The clash between King Edward II of England and Robert the Bruce amassed nearly 60,000 votes, with 33% of participants voting in its favour. Bannockburn trounced conflicts like the Battle of Britain and the Battle of Hastings (which received 23% and 19% of the votes respectively) to claim the top spot as the most conclusive English battle.
Professor Michael Brown from the University of St Andrews’ School of History was among those to vote for the Battle of Bannockburn. He justified his choice, saying: “Robert’s victory meant not just the continuation of the Scottish kingdom but that Scotland would develop separately from the rest of the island for the next 400 years, maintaining and pursuing its own course in terms of government, law, religion and relations with the peoples of Europe.”
The Battle of Bannockburn was fought in 1314 and proved to be a turning point in the First War of Scottish Independence. Robert the Bruce’s victory over the English King helped to preserve the Scottish throne and is still considered a landmark in the history of Scotland.
The war between England and Scotland had begun during the reign of King Edward I. In the final decade of the 13th century, Edward led his army to victory against the Scots a number of times, including the Battles of Dunbar and Falkirk. However, although Scotland was nearly completely captured by the English, in 1306 Robert the Bruce seized the throne, thereby reopening the war.
The following year, King Edward died and was succeeded by his son. Unlike his father, who was a strong leader and a fierce fighter, the new King Edward II preferred less violent pursuits. His military skills would prove to be no match for those of Robert the Bruce, Scotland’s warrior King. In 1314, the Scottish army captured Stirling Castle, an English stronghold in the north, and, led by their King, the English army set off on a military campaign to relieve the castle. The English army was made up of 2,000 cavalrymen and 15,000 infantrymen, whereas the Scottish army at the time comprised of only 500 horsemen and somewhere between 7,000 and 10,000-foot soldiers. The two armies met in a royal hunting park near Stirling, which would go down in history as the site of the Battle of Bannockburn.
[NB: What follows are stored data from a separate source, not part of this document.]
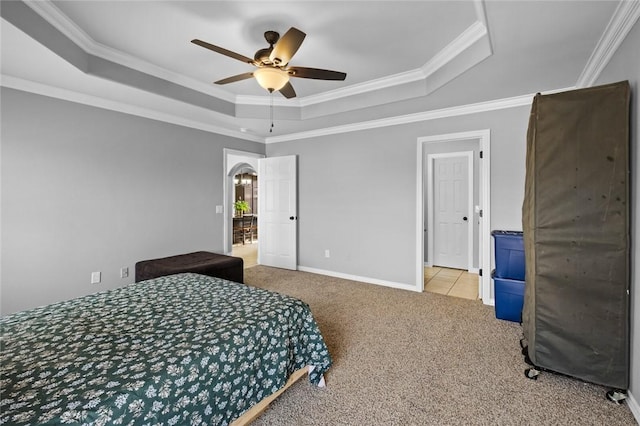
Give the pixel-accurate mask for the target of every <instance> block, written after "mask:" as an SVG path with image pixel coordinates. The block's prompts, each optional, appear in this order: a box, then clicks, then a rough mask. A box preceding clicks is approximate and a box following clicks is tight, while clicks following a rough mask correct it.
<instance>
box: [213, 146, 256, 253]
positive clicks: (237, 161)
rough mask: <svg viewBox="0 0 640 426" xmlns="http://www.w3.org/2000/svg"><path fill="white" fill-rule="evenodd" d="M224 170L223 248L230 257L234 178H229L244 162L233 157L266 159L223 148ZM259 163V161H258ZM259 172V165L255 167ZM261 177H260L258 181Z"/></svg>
mask: <svg viewBox="0 0 640 426" xmlns="http://www.w3.org/2000/svg"><path fill="white" fill-rule="evenodd" d="M222 152H223V154H224V155H223V162H224V165H223V170H224V185H223V187H222V211H223V212H224V219H223V220H222V247H223V250H224V253H225V254H228V255H230V254H231V251H232V246H233V244H232V241H231V233H230V232H229V231H230V230H231V228H232V227H233V209H232V208H231V206H232V205H233V191H234V188H233V185H234V183H233V176H229V173H230V172H231V169H232V168H233V166H235V165H236V164H239V163H241V162H242V158H238V159H236V160H234V159H233V157H245V158H250V159H257V158H264V157H265V155H264V154H258V153H255V152H248V151H239V150H235V149H230V148H223V150H222ZM256 163H257V161H256ZM254 168H255V169H256V171H257V170H258V167H257V164H256V167H254ZM259 180H260V176H258V181H259ZM259 192H260V186H259V184H258V193H259Z"/></svg>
The battle lasted two days, during which the English army was repeatedly thwarted by the Scots, whose formations they were unable to break. Men who charged at the Scottish lines were quickly surrounded and killed, and slowly the English army were pushed back. As the Scottish army advanced on his men, forcing them to break rank, King Edward fled the battle with his personal bodyguard. Seeing their King flee the site of the battle caused panic to spread among the English men, many of whom were killed by the Scots as they tried to escape. The battle ended with the rout of Edward II’s army and was a decisive Scottish victory.
“It is fantastic that after 700 years this event is still commemorated and remembered,” said Scott McMaster, manager of the Bannockburn Experience for the National Trust for Scotland. “It is the classic tale of the underdog, the smaller army defeating the elite force, and this result clearly shows the mark it has left on the Scottish psyche.”